My task was to find a listening activity out of 12 in 30 minutes to enhance my students listening skills. I run out of time when I was looking into the 3rd listening option.
The first one was Movie segments to assess grammar goals I’m going to try it as soon as my school year starts because it’s a more entertaining way of dealing with grammar points. As a trigger, the tasks have some introductory questions on the topic and, this way students tend to speak naturally, giving their opinion.
The other I explored was Smories.com.
I liked it but found it a bit difficult for my children to understand. I think the site could be useful for intermediate students, but my pupils who are at that level are teens and I don't think they'll get hooked with these stories. I’d like to find out if any kid can upload a story.
The last one was Time 10 Questions, and I loved this site for my advanced students. They can deal with real English, the interviews are not too long and it’s always engaging to listen to famous people. The drawback I can see is that teachers have to prepare the activities and this is time consuming.
After listening to an interview, I thought of asking students to choose a person who they’d like to interview and write 10 interesting questions, then roleplay an interview with a classmate.
After the first 30 minutes had passed, I continued with the others options:
Nik''s Daily English Activities: Listen to a Movie Script: In this blog you can listen to a film and follow the scripts.
AMNewYork : I found this site useful to make students aware of different accents that they can hear in New York. I have some students who go there every year and they complain that they don’t understand New Yorkers. As soon as I start my lessons I’ll work with this site.

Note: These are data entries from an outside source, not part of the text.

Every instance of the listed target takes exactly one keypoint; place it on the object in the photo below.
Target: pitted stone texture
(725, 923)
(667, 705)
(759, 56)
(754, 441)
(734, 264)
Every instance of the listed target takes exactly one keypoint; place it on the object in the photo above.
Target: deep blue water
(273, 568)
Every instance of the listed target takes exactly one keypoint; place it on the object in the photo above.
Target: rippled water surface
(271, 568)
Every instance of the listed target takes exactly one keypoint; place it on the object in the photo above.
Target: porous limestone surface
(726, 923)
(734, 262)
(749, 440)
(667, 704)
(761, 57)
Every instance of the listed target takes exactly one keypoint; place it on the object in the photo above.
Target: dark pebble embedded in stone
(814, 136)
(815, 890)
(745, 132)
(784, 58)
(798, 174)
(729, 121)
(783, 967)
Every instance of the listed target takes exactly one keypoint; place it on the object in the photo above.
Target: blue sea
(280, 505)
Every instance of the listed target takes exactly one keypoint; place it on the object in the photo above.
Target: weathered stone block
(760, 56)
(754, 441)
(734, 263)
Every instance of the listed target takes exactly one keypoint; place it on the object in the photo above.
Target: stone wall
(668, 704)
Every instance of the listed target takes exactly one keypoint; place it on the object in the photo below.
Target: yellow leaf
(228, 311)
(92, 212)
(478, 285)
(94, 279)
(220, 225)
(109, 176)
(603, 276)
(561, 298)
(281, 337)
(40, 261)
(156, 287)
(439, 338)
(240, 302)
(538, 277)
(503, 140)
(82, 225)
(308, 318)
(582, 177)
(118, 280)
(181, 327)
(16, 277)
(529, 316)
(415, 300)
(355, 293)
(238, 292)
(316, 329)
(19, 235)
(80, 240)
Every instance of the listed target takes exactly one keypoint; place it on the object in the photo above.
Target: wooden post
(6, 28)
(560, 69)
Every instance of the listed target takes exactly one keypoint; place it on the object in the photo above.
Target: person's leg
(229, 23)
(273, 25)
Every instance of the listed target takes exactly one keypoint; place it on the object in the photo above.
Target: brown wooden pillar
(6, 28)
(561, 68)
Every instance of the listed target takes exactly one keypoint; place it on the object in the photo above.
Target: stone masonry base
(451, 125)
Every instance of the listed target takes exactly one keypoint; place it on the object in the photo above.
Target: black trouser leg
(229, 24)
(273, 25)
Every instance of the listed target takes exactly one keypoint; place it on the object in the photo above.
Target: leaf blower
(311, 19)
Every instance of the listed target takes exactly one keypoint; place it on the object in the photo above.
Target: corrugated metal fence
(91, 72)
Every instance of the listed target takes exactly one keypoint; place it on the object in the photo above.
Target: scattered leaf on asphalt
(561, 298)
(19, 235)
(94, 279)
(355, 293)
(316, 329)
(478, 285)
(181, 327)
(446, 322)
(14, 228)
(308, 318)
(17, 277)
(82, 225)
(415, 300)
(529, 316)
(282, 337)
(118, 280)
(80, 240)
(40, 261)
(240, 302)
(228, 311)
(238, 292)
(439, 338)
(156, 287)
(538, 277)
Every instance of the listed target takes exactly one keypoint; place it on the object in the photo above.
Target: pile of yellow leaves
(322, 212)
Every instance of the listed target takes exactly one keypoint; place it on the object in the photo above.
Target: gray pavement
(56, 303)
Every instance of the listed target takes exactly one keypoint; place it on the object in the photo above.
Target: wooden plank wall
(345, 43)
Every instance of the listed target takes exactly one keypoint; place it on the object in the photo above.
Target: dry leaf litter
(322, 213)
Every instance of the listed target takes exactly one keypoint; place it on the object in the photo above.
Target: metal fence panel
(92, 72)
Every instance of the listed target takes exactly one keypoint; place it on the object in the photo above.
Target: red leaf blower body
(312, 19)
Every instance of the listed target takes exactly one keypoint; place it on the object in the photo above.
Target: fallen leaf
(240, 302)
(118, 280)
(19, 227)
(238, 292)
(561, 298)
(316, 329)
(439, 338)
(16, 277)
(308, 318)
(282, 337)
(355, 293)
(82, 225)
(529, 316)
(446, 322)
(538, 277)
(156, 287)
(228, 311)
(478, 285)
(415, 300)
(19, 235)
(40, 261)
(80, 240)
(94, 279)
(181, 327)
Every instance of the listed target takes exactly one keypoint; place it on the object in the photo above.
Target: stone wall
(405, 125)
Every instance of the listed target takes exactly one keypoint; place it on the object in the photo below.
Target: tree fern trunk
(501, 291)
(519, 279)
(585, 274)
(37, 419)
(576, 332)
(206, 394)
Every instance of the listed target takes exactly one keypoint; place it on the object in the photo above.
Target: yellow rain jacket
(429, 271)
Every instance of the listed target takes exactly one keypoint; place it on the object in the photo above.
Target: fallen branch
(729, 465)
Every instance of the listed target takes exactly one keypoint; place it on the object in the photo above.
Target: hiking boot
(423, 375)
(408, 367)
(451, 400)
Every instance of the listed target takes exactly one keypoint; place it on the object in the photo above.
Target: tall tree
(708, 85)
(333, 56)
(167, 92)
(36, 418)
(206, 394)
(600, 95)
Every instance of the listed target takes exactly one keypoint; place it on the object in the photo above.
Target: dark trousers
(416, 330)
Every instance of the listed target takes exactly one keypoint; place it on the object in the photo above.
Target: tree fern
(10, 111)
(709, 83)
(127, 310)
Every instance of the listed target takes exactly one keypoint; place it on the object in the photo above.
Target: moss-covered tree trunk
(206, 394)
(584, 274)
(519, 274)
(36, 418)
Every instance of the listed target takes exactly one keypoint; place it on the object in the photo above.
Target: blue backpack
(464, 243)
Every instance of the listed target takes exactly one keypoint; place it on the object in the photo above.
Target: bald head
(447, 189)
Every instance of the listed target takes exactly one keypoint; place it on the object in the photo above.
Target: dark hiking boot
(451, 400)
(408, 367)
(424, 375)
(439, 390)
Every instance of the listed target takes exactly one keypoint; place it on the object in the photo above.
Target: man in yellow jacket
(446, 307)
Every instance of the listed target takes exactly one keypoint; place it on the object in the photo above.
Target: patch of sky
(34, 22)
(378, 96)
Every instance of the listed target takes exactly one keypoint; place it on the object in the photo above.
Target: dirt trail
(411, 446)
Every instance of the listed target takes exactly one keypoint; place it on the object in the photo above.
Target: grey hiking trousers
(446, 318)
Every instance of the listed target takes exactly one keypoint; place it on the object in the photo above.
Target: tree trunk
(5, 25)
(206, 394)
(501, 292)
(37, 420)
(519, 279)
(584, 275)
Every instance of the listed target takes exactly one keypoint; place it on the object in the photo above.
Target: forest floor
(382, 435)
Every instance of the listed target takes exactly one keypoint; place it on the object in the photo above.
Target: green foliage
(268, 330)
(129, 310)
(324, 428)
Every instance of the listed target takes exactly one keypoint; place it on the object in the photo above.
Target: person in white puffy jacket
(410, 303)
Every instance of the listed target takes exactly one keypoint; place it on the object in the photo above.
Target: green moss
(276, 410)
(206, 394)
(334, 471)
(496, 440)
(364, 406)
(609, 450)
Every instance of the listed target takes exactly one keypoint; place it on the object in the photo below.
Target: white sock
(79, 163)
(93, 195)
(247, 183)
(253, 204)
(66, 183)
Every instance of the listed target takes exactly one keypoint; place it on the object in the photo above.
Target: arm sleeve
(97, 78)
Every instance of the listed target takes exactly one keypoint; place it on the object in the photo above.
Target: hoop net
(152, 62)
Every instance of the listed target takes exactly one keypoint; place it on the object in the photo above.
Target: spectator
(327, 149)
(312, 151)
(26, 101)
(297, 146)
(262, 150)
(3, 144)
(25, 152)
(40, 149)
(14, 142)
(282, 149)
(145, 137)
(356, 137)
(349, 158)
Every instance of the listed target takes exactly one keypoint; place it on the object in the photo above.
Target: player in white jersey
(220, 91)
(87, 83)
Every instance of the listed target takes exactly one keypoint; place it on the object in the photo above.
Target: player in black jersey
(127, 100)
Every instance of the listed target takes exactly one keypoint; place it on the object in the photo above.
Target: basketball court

Listen and Write was the next. I enjoyed playing with songs (a source that I use frequently in my lessons). It’s not only good for students but also for teachers to keep trained. I have to continue exploring it because I found that there are groups but still don’t know how to access them. For example there’s a FCE group that may be useful as I prepare many students for taking that exam.
Backbone search Here you can find native and non-native people talking, so, along with AMNewYork the site can be useful to have different accents to listen to. There are no activities prepared, so teachers should prepare their own. I will try asking my students to interview each other and record their chat.
TED: In this site you can find talks on a wide variety of topics, you can choose the ones that cater for your students and have pre and post-listening discussions.
It is a very useful resource for conversation lessons.
Teaching with TED: I got hooked with this wiki. The talks from TED are used and in addition, there are many links to activities.
Wordia is not only a dictionary for kids, the site has also games to improve vocabulary. I’ll try it with my children lessons and find out their opinion.
Woices can be used with people who travel. They could make a route map with their itinerary and all the landmarks of the places they visited or are about to visit and then share with their classmates.
10,000 words: Here we can learn how to record, edit and publish audio.